The Old Moor circuit has been the place to see interesting birds during this Autumn. Reports have reached me (thanks to the reporters!) of…
A kestrel hunting and consuming a shrew
A single egret returning
A kingfisher (three sightings over a couple of weeks)
While I was walking near East Hendred recently a herd of wild deer numbering well over a dozen crossed my path; I have never seen so many together other than in a formal Deer Park.
I was delighted to discover that the swallows nesting in my garden shed had four nestlings surprisingly late in the summer.
Less delightful has been a rash of bags containing dog faeces left along Blackberry Lane (the extension of School Lane). If the person responsible lives in the village and sees this, perhaps he or she might be shamed in to using the bins (the nearest one is just around the corner in Pembroke Lane).
This armour-plated alien invader is eating its way through wildlife in our waterways. The American Signal Crayfish is a massive threat to native species in rivers, lakes and ponds. It is a 150ml long killing machine and has already annihilated the smaller native White Claw crayfish from most of the waterways in the south of England. A voracious predator it will eat almost anything it finds including plants, invertebrates, snails, small fish and fish eggs. It is also a cannibal that makes a meal of its own young. The Signal also digs burrows up to three feet long in river banks where each year it lays more than 250 eggs at a time. At a time of increased flooding risk, the numbers and size of the burrows is increasingly causing river banks to collapse. Introduced in the 1970s and bred on farms for the restaurant trade a handful of escapers have now grown to an aquatic army numbering millions.
Signal Crayfish facts
1. The female breeds from the age of about two when it is 40mm long.

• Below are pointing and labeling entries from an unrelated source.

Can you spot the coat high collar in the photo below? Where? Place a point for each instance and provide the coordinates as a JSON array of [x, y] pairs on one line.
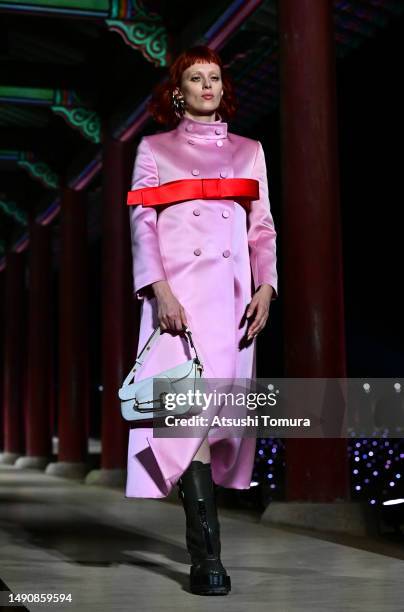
[[214, 130]]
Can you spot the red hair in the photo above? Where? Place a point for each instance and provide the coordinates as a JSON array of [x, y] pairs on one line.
[[161, 106]]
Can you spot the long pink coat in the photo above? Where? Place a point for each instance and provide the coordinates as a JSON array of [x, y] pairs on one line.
[[209, 251]]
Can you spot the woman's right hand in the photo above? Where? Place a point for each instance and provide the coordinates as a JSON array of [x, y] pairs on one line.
[[171, 313]]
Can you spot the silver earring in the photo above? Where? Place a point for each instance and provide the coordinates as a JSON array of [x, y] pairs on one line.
[[179, 105]]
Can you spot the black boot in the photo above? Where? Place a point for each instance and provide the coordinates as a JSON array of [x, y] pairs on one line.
[[196, 491]]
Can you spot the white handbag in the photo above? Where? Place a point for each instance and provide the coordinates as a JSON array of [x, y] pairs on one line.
[[138, 400]]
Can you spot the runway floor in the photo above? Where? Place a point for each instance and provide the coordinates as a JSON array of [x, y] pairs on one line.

2. She breeds once a year and averages 275 eggs.
3. The eggs are fertilised by the male in October/November.
4. They are carried by the female folded within her tail until May when the young are released - if they can escape her jaws.
5. The Signal is bigger and more aggressive than our native crayfish.
6. They are less fussy in what they eat and more successful and rapidly colonise new areas.
7. The Signal carries a fungus which is fatal to native crayfish.
8. They can live up to 12 years.
If you manage to catch one, it is illegal to put it back. If you are going to go after these freshwater beastie’s in numbers, then you must obtain a license from the Environment Agency.
To cook, drop into salted boiling water for 5 minute for small ones, up to 10 minutes for big fellas. Cool quickly. There is meat in the tail and the big claws, don't bother with anything else. Best cold in a salad with mayo, don't use any strong flavoured sauce or dressing or you will kill the flavour. You will need about 15 crays per person.
Editors Note. It is advisable to purge (clean) Crayfish before eating them.
Purging helps rid the crayfish of impurities in their intestinal tract, not only to clean them to remove items such as mud and grass, to make them more palatable, but also to help ensure any toxins are removed. There are various sites on the web which explain the process.
Since mid-June there have been some developments concerning our bird-life:
The good news is that some mixed flocks of hirundine (swallows and house martins) have been seen around the village, although not in large numbers.
On the other hand we are pretty sure that the swallows in our shed have not bred this year. A recent article in a paper suggested that the lack of young families may have been due to the wet and cold weather of this Spring.
The picture of the trio of little egrets has caused much comment; it is important to clarify that it was published by courtesy of Sarah Keogh.
An unexpected bonus of a recent day trip to Bath was the sight of a family of peregrine falcon half way up the steeple of the Roman Catholic church by the river Avon. The Hawk and Owl Trust have 24-hour webcams at this site, and also on Norwich Cathedral. The youngsters are now flying, but you may be lucky to see them if you google ‘Bath Peregrine Falcon Project’ or the Trust’s site.
The decline in numbers of common birds continues, and is very worrying. The first report of Swallows in the area was on 10 May near Brook Farm. They were not reported in the High Street until 19 May, more than a month later than usual. At least swallows are nesting in my garden shed again.
The high spot of the last year was probably the fleeting appearance of no less than three little Egrets together along Pembroke Lane.
Among the families visiting my patio have been Blue Tits and Sparrows, but also alas a large one of Starlings, who seem to bully the smaller birds and eat enormous amounts of seed. I wonder why so many couples visit but do not bring their fledglings in to the garden – Blackbirds and Goldfinches for example.
Birds of prey all have similar plumage, and other features have to be used for identification. The forked tail and sheer size are sure signs of a Red Kite, for example; these magnificent birds are to be seen over the fields every day, but again have not actually bred in the old village. Ginny Seary and I have recently spotted a small predator in the field next to Mill Lane which is puzzling us; could it be a Merlin or a Hobby?
Ginny’s dog-walks towards the A34 have revealed fox cubs, deer and even a badger on one occasion.